Crônicas de um Mundo Irreal

11 Extra: Rapinos são Emocionalmente Instáveis, Certo?


Eram onze horas da manhã quando eu acordei. Pois é, eu acordei tarde. Na verdade, eu havia acordado às nove horas, mas só fui levantar da cama às onze porque.... Espera, isso não lhe diz respeito, não é?

ENFIM, depois de fazer as coisas que sempre faço – escovar os dentes, tomar café, assistir alguns episódios de My Little Pegasus (um desenho muito másculo, por sinal) -, peguei minha bicicleta e fui até o mercado. Finalmente estava de folga da Mama Choco, então queria aproveitar para por as tarefas em dia e, se desse, ir à convenção anual dos fãs de MLP.

O mercado estava a lotado.

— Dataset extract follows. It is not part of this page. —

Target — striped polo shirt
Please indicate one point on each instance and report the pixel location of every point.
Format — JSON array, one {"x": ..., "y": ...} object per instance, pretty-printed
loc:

Tive que falar “com licença” umas trinta mil vezes até finalmente chegar à área de frutas e legumes. E, por algum motivo, aquela sessão do mercado estava praticamente vazia. Se não fosse por uma garota leporídea de pelos cinzentos. Bonitinha até. Procurei com os olhos as laranjas. Estavam ao lado das cenouras, onde a leporídea estava.

Ótimo. Quem sabe eu poderia dizer “oi” e então ganhar uma amiga? Eu não tenho nenhum na cidade... Mas por favor, não pense que sou carente ou solitário, PORQUE NÃO SOU. Recapitulando, eu caminhei até as laranjas e comecei a procurar pelas que estavam em bom estado. Olhei de esguelha para a garota e, CARAMBA, era a amiga da Lay. No mesmo instante me desanimei. Se era amiga da Lay, talvez fosse implicante como ela, ou talvez até mesmo batesse em mim como ela. Só para conferir, olhei mais uma vez para o seu rosto.

CAAARA, ela era bonitinha demais. Dava até vontade de ir lá e afagar sua cabeça. Mas, MEU DEUS, O QUE EU ESTAVA PENSANDO? Nem conhecia a garota. Por fim, fiquei enrolando nas laranjas tentando decidir como agiria. Isso até ela começar a olhar para uma caixa de cenouras egípcias com uma expressão de dúvida. AHAA. Essa era minha chance, comecei a ensaiar o que falar enquanto andava quando um funcionário do mercado se aproximou dela. AH, FILHO DA MÃE!

Tinha perdido minha chance, mas pude ouvir a conversa. O funcionário, um rapino, perguntou educadamente.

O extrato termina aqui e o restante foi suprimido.